Social Gaming? It Would Be Nice To See Some

This article at WebPro laments that even though "Social Games" or the New Hotness, there's not much socializing happening with gamers.  The fact is, "Social Games" are largely single-player web games with "viral" hooks, you can't get the shiney unless you let the game spam your friends.  Which has led to all kinds of fallout as people find new ways to keep from annoying their friends and the "Social" game developers fight back.

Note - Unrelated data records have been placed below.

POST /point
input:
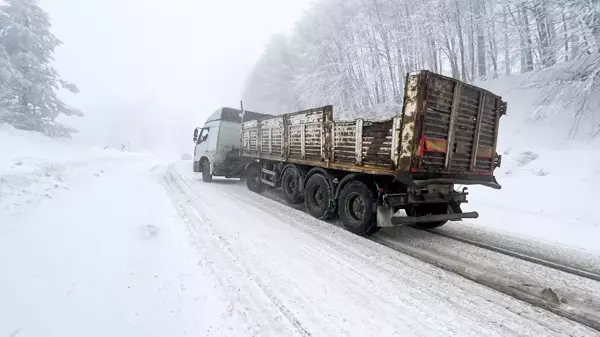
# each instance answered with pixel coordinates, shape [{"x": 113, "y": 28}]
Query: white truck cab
[{"x": 216, "y": 144}]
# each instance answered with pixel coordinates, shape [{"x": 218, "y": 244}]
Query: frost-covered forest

Online poker is more social than Candy Crush.

Friday, July 5, 2013

Where did we go wrong?

So, I've been re-reading a lot of my old archives, trying to recapture the sense of what I was thinking, way back in the day.  One thing that comes through over and over, not just from myself but from other writers, was the sense that boundless possibilities existed, that MMO's would expand in possibility and become ever more varied....

It didn't work out that way.  Oh, there have been variations, but mostly in the realm of adapting designs to the F2P business model.  Most of the games these days are only nominally MMO's, they're really small-M multiplayer games with (optionally) really big and pretty matchmaking lobbies.  World of Tanks and the whole genre of Multiplayer Online Battle Arenas have only a thin veneer of persistence and generally no over-world at all.  Instanced raids have become so much the norm that in many of the "Online RPG" old-school games the overall world is little more than a topographical mnemonic for the instance portals, a place to park the vendor NPC's and quest hooks.

The "Big World" MMO is virtually dead, persistence of change in the world is generally nothing and even of the characters it is remarkably shallow.  Most games offer extreme levels of "Respec", allowing a fully developed character to reverse at least most of the "development" choices, and in extreme cases they are completely protean, a character is just a length of development time that can be reeled back in and relaid down any of the possible character development paths, the character classes are just forks on that road.  Rather than becoming more varied, the games have become ever more the same.

It's disappointing, to say the least.  I am the "sleeper" who hibernated away a generation and woke up expecting shiny jumpsuits and flying cars, and instead....

What have you people been doing for the last 8 years?